TELEFON KAYITLARI İSTENDİ
KOM Dairesi’nin talimatı üzerinde dönemin İstanbul Organize Suçlarla Şube Müdürü Nazmi Ardıç, İstanbul Cumhuriyet Başsavcılığı’na yazdığı yazıda, “örgütsel faaliyetleri ve irtibatlarının ortaya çıkartılabilmesi, yapılanmanın tüm yönlerinin deşifre edilebilmesi için” Mehmet Osman Kavala, Mehmet Ali Alabora, Ayşe Pınar Alabora, Defne Anter, Handan Meltem Arıkan ve Melin Osasogie Edomwonyi’ye ait cep telefonlarının 1 Ocak 2012’den itibaren bütün arayan-aranan, abone bilgisi ve baz istasyonu kayıtlarının teminini istedi.
Savcı Muammer Akkaş da “suç işlendiğine dair kuvvetli şüphe olduğundan” aynı kişiler hakkında “suç işlemek amacıyla örgüt kurmak ve yönetmek, örgüte üye olmak, örgüt faaliyeti kapsamında Türkiye Cumhuriyeti Devleti’ne karşı silahlı isyana teşvik, halkı kin ve düşmanlığa tahrik” iddiasıyla 20 Haziran 2013’te İstanbul 1 No’lu Hakimliği’ne başvurarak, dökümleri istedi.
Çarşı Grubu’na ‘darbe’ iddiasıyla açılan ait dava dosyasının ek klasörlerine giren bu iki yazışmanın akıbeti, dökümlerin alınıp alınmadığı ve soruşturma sonucunda ne işlem yapıldığı bilinmiyor.

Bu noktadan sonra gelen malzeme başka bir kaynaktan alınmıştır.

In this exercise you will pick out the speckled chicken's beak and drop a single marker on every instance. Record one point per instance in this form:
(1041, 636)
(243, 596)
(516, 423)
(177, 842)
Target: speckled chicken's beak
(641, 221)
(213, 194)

Savcı Akkaş ve Emniyet Müdürü Nazmi Ardıç, 17-25 Aralık’taki yolsuzluk soruşturmasını yürütenler içinde yer aldıkları için görevlerinden alınmıştı.
KAVALA: PARANOYANIN BOYUTU HAKKINDA ÇARPICI BİR BİLGİ
Osman Kavala, böyle bir işlemden haberdar olmadığını ve ifadeye çağrılmadığını belirterek, “Bu dönemde Emniyet’te bazı kişilerde ortaya çıkan paranoyanın boyutları hakkında çarpıcı bir bilgidir bu. Aynı zamanda son derece ürkütücüdür. Düzgün istihbarat yapması beklenen kurumun tamamen hayal mahsulü ilişkilerle iştigal ettiğini ve yargıyı meşgul ettiğini görüyoruz” dedi.